The point of my invocation of God is not to prove or disprove God’s existence, but simply to isolate what follows from the bare possession of a power. Forget omnipotence, omniscience, and omnibenevolence. Just take an agent S with a bare power to perform X or ~X. Make X benign and ~X malign. It surely cannot follow from S’s possession of a power to perform (X or ~X) that S is ~X, or is more ~X than X, or has more of a ~X tendency than an X one. The inference to S’s being ~X only follows if the dice are loaded from the outset so that S’s tendency to to perform ~X is somehow stronger than S’s tendency to perform X. Unless we make some such stipulation about antecedent tendencies, the inference to S’s being ~X seems to me a non-sequitur.
Now stipulate ex hypothesi that we attribute maximal power to S. I mean that simply as a heuristic for understanding the preceding, a way of making the preceding more vivid. If someone won’t grant that maximal powers are possible or compossible, fine; my previous point stands.

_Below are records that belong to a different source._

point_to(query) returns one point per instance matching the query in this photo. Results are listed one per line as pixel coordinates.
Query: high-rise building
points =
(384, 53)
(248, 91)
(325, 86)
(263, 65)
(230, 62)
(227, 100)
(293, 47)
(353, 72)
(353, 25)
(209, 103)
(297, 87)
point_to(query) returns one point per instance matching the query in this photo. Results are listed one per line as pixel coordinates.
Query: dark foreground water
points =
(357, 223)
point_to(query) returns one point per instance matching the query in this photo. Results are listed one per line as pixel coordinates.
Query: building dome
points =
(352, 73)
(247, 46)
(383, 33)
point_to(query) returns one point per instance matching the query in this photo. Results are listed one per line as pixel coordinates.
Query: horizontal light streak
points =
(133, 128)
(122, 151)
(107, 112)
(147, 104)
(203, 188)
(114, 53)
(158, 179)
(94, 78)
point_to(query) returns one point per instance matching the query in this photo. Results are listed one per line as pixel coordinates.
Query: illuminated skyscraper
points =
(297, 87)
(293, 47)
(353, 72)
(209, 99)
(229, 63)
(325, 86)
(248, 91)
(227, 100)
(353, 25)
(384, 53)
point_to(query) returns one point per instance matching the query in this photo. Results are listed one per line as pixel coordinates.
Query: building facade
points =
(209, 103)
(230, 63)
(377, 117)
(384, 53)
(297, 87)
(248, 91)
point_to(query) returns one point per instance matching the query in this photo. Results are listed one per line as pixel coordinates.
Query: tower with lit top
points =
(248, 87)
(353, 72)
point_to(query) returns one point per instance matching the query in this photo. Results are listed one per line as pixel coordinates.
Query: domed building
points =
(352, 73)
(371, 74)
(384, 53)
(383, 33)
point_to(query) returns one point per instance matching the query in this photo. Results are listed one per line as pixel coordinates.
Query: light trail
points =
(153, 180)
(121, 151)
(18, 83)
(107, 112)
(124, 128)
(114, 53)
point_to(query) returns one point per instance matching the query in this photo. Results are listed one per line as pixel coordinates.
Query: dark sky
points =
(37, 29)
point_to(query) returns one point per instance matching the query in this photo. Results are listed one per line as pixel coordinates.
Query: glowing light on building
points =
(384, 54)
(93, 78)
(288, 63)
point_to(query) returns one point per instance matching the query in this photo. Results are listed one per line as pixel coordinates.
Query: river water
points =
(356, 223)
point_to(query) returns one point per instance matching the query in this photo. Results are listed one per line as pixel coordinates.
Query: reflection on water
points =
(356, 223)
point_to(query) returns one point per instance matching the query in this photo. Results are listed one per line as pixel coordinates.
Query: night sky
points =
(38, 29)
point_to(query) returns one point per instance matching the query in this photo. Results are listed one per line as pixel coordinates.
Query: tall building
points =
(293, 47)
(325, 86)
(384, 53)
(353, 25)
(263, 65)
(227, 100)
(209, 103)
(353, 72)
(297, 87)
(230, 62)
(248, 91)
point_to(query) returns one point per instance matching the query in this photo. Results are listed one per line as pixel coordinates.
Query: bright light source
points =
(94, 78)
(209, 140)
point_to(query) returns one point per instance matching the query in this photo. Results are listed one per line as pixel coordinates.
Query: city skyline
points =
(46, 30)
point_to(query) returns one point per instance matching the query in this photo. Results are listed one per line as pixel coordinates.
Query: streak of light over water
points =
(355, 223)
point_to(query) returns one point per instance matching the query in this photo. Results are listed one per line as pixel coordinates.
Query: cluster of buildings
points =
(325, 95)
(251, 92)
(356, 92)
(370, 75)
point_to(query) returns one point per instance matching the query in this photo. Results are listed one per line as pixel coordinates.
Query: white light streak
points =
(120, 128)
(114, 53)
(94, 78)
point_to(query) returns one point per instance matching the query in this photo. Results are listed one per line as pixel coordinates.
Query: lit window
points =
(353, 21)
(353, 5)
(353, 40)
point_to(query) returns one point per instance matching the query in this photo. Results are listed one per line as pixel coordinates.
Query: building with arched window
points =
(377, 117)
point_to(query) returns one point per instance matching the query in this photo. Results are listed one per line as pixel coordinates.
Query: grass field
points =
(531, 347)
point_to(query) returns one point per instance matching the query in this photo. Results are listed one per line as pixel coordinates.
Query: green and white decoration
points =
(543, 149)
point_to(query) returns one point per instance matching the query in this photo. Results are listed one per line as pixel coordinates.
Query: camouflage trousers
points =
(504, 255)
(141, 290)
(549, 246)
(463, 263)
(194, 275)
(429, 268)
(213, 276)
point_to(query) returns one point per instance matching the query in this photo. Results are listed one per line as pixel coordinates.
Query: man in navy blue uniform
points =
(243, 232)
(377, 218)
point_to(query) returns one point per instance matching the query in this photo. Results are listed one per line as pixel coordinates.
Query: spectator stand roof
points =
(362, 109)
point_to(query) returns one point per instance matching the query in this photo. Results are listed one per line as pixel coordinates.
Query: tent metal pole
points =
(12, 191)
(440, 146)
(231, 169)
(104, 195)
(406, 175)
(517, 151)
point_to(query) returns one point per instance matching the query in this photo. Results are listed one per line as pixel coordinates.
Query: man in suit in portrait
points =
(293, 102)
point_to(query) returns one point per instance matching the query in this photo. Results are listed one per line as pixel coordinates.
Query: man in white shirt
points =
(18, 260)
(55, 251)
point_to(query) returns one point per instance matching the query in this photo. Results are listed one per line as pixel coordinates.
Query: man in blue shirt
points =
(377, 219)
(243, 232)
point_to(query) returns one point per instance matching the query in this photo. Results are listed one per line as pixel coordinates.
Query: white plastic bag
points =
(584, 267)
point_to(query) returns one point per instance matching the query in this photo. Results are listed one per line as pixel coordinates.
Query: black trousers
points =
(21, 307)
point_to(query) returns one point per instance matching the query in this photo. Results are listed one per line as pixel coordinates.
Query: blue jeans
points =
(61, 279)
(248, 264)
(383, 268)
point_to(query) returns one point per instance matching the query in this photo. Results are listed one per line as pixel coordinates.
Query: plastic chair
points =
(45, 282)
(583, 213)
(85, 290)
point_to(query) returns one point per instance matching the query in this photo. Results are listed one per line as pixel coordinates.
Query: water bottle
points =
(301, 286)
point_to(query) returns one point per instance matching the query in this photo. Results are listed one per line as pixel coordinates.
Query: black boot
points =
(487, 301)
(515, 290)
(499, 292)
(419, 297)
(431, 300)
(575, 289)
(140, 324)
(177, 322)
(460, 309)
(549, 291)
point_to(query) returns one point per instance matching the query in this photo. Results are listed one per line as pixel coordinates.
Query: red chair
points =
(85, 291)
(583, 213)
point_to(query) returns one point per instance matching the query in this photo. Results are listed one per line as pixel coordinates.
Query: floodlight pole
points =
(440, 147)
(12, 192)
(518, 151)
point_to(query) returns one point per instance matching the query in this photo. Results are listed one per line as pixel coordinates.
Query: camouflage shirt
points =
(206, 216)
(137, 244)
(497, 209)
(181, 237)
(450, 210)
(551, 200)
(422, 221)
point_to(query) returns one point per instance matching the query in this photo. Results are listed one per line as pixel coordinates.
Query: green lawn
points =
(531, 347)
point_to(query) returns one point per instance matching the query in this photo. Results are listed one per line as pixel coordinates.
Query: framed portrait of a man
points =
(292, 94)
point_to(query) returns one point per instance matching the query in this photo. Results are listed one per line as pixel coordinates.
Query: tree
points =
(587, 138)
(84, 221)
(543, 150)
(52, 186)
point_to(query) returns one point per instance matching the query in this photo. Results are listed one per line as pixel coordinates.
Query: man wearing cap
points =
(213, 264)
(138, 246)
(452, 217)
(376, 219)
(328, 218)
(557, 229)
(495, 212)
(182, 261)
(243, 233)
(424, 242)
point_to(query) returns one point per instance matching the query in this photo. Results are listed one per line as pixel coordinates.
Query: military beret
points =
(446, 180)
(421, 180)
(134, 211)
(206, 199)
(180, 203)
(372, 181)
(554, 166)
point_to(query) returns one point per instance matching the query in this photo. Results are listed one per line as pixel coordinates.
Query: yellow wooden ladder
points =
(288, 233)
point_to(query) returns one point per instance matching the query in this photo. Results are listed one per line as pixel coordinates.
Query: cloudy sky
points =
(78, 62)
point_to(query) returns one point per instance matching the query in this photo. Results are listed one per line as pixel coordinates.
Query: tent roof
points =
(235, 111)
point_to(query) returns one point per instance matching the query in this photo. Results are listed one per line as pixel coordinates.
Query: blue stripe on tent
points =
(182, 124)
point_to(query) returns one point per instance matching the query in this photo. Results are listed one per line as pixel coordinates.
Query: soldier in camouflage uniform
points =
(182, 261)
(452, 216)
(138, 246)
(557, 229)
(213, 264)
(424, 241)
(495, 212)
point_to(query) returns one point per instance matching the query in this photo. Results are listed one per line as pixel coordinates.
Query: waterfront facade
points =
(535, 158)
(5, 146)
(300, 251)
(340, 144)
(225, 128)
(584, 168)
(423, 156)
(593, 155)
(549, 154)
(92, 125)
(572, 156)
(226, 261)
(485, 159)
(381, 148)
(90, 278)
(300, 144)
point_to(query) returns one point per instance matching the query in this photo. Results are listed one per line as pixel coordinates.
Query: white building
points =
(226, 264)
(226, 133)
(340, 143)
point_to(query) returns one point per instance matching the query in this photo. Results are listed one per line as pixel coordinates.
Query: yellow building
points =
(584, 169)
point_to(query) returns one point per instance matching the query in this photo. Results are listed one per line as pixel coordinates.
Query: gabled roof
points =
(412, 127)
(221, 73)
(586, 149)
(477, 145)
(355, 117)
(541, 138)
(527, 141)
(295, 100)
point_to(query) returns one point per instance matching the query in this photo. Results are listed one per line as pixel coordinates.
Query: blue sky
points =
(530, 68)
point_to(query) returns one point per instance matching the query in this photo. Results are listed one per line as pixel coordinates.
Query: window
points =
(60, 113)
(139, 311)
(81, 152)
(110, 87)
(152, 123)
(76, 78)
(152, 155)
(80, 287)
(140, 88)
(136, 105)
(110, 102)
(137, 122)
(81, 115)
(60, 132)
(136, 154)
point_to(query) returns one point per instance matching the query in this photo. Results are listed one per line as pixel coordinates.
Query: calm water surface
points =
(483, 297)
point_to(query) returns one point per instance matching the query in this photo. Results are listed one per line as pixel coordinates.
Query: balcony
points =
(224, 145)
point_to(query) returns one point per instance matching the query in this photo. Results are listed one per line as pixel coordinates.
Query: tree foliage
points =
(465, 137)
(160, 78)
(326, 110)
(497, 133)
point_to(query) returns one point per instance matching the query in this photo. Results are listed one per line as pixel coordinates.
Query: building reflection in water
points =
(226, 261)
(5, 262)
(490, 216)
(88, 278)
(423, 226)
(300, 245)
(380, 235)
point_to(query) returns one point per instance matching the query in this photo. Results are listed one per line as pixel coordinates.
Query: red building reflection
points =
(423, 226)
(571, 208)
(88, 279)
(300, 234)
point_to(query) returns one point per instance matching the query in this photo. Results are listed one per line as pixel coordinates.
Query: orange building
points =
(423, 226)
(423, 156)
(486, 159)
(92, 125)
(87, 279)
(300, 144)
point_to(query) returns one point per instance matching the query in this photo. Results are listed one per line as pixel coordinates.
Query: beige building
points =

Anyway, suppose that S has the power to perform X or ~X, but we load the dice in the direction of S’s being all-good. Then it just seems to me totally absurd to say that S is ~X, or more ~X than X, or has more of a ~X tendency than an X one. To say that is to say that an omnibenevolent being doesn’t just have a tendency to badness, but is bad. That’s absurd.
But the point stands if the being is merely good or very good. A very good being may be capable of being or doing bad, but it makes no sense to ascribe badness to him in virtue of the sheer possession of this capacity. “I can be bad if I want to–hence I am bad” seems absurd to me.
I have a feeling that Kant might be disagreeing with the preceding view, given what he says about “radical innate evil” in Religion within the Limits of Reason Alone. But if so, I haven’t been able to unravel what he’s trying to say, or why he’s saying it.
In any case, what Pettit needs but lacks is an argument that’s something like Kant’s. Kant thinks (or seems to think) that he can ascribe a radical innate propensity to evil in man purely in virtue of the fact that man is metaphysically free. “How else could a free being commit evil? Well, he’s got to have a radical innate tendency to it.” But it seems to me that at best what you get out of the fact of human freedom is a co-equal “propensity” to good and evil, not a special propensity to one rather than the other. (At times, Kant seems to be saying this, too; hence I’m confused about what he really wants to say.)
I think Bakunin’s argument begs the question at (2). The premise strikes me as totally implausible and unmotivated. I don’t see why the power to dominate is sufficient to dominate anyone. In general, I don’t see why the power to perform any action X is, by itself, sufficient for X-ing. The actualization of a power is (trivially) sufficient for X-ing, but the mere possession of the power is insufficient for it until then.